Lewis, 8 - senior fellow at the Competitive Enterprise Institute (Marlo, Statement before the House Committee on Energy Independence and Global Warming, 7/25, http://www.fas.org/irp/congress/2008_hr/062508lewis.pdf)
In the meantime, U.S. electricity demand is growing, and coal is the fuel of choice in many markets. The EIA forecasts that between 2007 and 2030, coal will provide 67 percent of all new electric generation in the United States, and new coal generation will constitute 15 percent of all U.S. electric power in 2030.10 Moratoria that effectively ban new coal-based power could create a severe supply-demand imbalance. This would not only inflate electricity and natural gas costs (demand for coal would be diverted to natural gas as an electricity fuel), it would also jeopardize electric supply reliability. Indeed, some parts of the country may experience chronic energy crises characterized by repeated power failures and blackouts.
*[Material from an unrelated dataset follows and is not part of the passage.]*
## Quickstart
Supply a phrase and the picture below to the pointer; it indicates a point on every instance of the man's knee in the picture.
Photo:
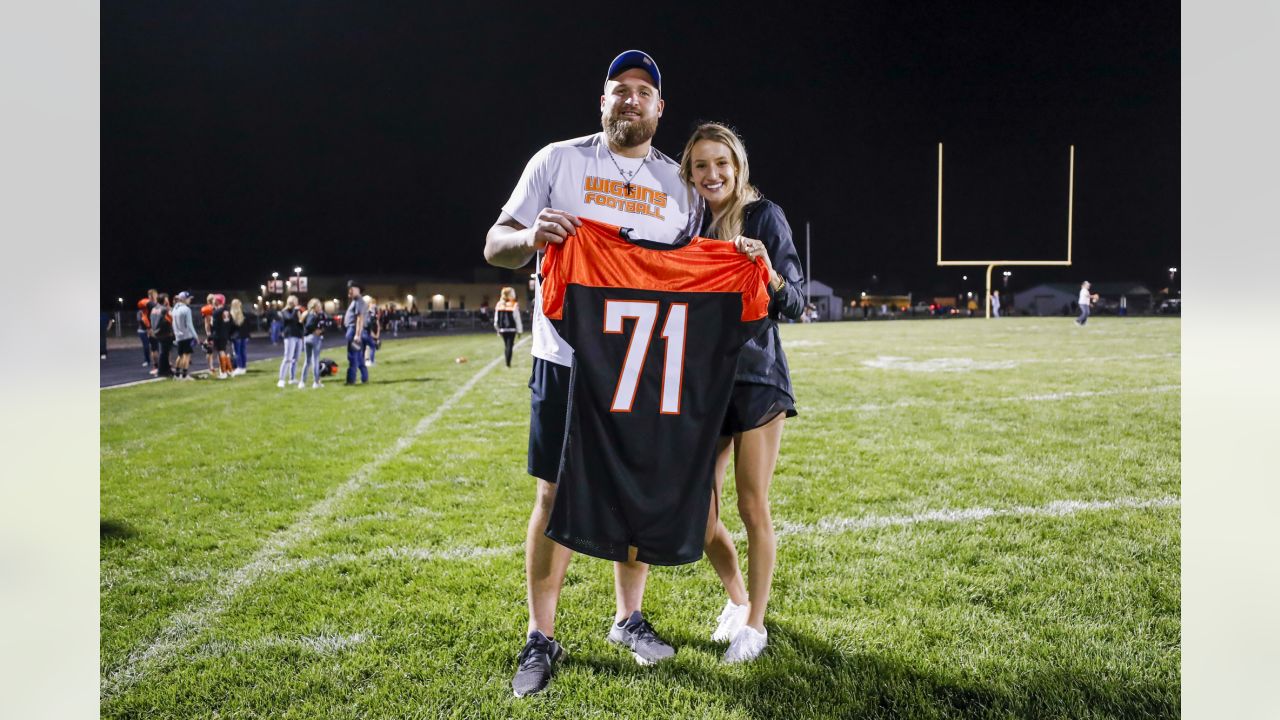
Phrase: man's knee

From a national security standpoint, this poses two main risks. One is that America will increasingly resemble a Third World country where nothing works very well. We will lose our international prestige and ability to lead by example. The other risk is that terrorists will view America’s over-stretched, failure-prone electricity grid as a tempting target. They may calculate: If America’s electric supply system is tottering on the edge, why not give it a few helpful shoves?